MoveScore consolidates these federal datasets into per-city pages and per-city-pair comparison pages. Every city page shows the cost of living index, median rent, median home value, the largest occupation sectors with median wage, the violent and property crime rates, the climate normals (temperature and precipitation), and the demographic breakdown. Every compare page shows two cities side by side on the same set of factors. The data is federal data that has always been public; the value MoveScore adds is the per-city, side-by-side presentation.
How the pipeline pulls multi-source data
The pipeline pulls from seven federal APIs on a cadence that matches each source’s release schedule. BLS metro CPI updates monthly; Census ACS updates annually with a 12-18 month lag; BLS OEWS updates twice yearly; FBI Crime Data updates annually; NOAA Climate Normals update once per decade. Each value on every city page is stamped with the source dataset and the release date so readers can verify any figure against the federal source.
A practical detail: not all federal datasets resolve to the city level. BLS publishes CPI for a subset of large metropolitan statistical areas, not every city. The state and metro CPI are used as the closest proxy where city-level data is not published. The methodology page documents which source feeds each card on the city page.
Where relocation data has caveats
Three caveats. First, cost-of-living index numbers depend heavily on the basket of goods used to compute them.
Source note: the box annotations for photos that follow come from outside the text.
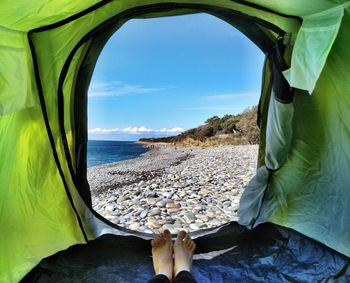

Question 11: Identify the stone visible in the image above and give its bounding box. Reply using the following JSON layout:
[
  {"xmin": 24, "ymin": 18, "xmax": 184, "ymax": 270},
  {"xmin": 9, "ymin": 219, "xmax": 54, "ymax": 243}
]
[
  {"xmin": 184, "ymin": 212, "xmax": 197, "ymax": 223},
  {"xmin": 147, "ymin": 217, "xmax": 162, "ymax": 229},
  {"xmin": 146, "ymin": 197, "xmax": 159, "ymax": 205},
  {"xmin": 148, "ymin": 207, "xmax": 161, "ymax": 216},
  {"xmin": 129, "ymin": 222, "xmax": 140, "ymax": 230},
  {"xmin": 105, "ymin": 204, "xmax": 117, "ymax": 211},
  {"xmin": 166, "ymin": 203, "xmax": 181, "ymax": 213},
  {"xmin": 140, "ymin": 209, "xmax": 148, "ymax": 218},
  {"xmin": 156, "ymin": 199, "xmax": 172, "ymax": 207}
]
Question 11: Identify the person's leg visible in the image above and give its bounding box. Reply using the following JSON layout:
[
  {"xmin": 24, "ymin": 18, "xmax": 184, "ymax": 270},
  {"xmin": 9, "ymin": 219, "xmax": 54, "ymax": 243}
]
[
  {"xmin": 174, "ymin": 231, "xmax": 197, "ymax": 283},
  {"xmin": 148, "ymin": 230, "xmax": 173, "ymax": 283}
]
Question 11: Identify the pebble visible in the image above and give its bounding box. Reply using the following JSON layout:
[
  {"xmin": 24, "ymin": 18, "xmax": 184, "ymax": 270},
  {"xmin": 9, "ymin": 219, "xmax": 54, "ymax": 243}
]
[{"xmin": 88, "ymin": 145, "xmax": 258, "ymax": 234}]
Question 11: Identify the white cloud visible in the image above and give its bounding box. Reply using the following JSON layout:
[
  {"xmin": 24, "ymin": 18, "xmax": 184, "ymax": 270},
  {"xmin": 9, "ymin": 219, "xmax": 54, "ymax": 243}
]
[
  {"xmin": 200, "ymin": 92, "xmax": 260, "ymax": 100},
  {"xmin": 89, "ymin": 126, "xmax": 184, "ymax": 135},
  {"xmin": 181, "ymin": 106, "xmax": 244, "ymax": 111},
  {"xmin": 89, "ymin": 80, "xmax": 170, "ymax": 97}
]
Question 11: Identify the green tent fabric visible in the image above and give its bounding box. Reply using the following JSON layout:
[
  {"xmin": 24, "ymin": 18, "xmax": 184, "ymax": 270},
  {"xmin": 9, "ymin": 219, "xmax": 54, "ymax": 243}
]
[{"xmin": 0, "ymin": 0, "xmax": 350, "ymax": 282}]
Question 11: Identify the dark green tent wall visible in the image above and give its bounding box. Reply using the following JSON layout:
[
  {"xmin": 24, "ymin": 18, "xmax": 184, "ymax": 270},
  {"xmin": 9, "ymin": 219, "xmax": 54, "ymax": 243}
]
[{"xmin": 0, "ymin": 0, "xmax": 350, "ymax": 282}]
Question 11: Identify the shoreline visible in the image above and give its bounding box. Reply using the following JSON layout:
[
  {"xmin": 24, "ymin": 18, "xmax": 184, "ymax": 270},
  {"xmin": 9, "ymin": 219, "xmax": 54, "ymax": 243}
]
[{"xmin": 88, "ymin": 143, "xmax": 258, "ymax": 234}]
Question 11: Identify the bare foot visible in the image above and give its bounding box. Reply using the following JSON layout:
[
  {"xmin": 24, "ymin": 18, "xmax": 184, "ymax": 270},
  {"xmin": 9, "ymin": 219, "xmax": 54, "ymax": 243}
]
[
  {"xmin": 174, "ymin": 231, "xmax": 196, "ymax": 276},
  {"xmin": 151, "ymin": 230, "xmax": 173, "ymax": 281}
]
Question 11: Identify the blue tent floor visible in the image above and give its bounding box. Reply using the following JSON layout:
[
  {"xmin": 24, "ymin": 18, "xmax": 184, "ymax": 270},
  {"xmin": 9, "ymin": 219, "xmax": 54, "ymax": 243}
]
[{"xmin": 22, "ymin": 222, "xmax": 350, "ymax": 283}]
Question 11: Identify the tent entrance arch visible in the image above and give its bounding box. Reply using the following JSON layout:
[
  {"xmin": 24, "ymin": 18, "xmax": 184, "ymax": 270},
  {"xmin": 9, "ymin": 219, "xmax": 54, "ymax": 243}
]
[
  {"xmin": 0, "ymin": 0, "xmax": 350, "ymax": 282},
  {"xmin": 30, "ymin": 3, "xmax": 292, "ymax": 237}
]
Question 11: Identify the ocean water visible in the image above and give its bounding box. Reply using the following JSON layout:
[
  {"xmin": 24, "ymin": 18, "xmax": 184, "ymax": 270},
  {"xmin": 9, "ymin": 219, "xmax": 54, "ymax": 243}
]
[{"xmin": 87, "ymin": 140, "xmax": 148, "ymax": 167}]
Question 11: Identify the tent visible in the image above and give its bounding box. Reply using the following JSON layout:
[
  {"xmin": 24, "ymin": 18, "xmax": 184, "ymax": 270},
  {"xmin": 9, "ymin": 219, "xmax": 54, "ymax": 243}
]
[{"xmin": 0, "ymin": 0, "xmax": 350, "ymax": 282}]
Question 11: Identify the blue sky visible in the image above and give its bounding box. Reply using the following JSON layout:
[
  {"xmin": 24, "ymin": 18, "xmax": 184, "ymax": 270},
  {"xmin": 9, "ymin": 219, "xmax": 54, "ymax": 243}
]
[{"xmin": 88, "ymin": 14, "xmax": 264, "ymax": 140}]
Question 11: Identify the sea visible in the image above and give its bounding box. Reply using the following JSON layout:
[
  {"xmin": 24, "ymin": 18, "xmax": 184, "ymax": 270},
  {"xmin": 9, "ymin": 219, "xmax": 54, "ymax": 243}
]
[{"xmin": 87, "ymin": 140, "xmax": 148, "ymax": 167}]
Federal CPI is based on a national basket weighted by national consumption; the Council for Community and Economic Research ACCRA index uses a different basket weighted by professional-managerial households. The site uses the CPI-based comparison as the headline and notes the methodology, but a household whose spending differs substantially from the average (e.g., very low or very high housing share) may experience a different relative cost than the index suggests.
Second, crime rates are reported on the FBI Uniform Crime Reporting (UCR) or National Incident-Based Reporting System (NIBRS) basis, which depends on local agencies submitting data. Cities with non-reporting or partially-reporting police agencies are missing data points; this is a known limitation of the FBI dataset and the affected cities are flagged.
Third, climate normals are 30-year averages. The most recent NOAA normals cover 1991-2020. Climate change effects within the current period are not captured by the normals; for forward-looking climate signal, the pages link to peer-reviewed regional climate projections rather than fabricate a projection. Every value links back to the originating federal dataset.
Independence
MoveScore is an independent publication. We are not funded, owned, or directed by any of the agencies, companies, or organizations that appear in our data. Hosting is paid for by advertising — see our Privacy Policy for details — and we do not take paid placements, sponsored rankings, or "remove-my-entry" fees.
History
MoveScore launched in 2026 as part of a small portfolio of independent public-data sites. It has been maintained and updated continuously since.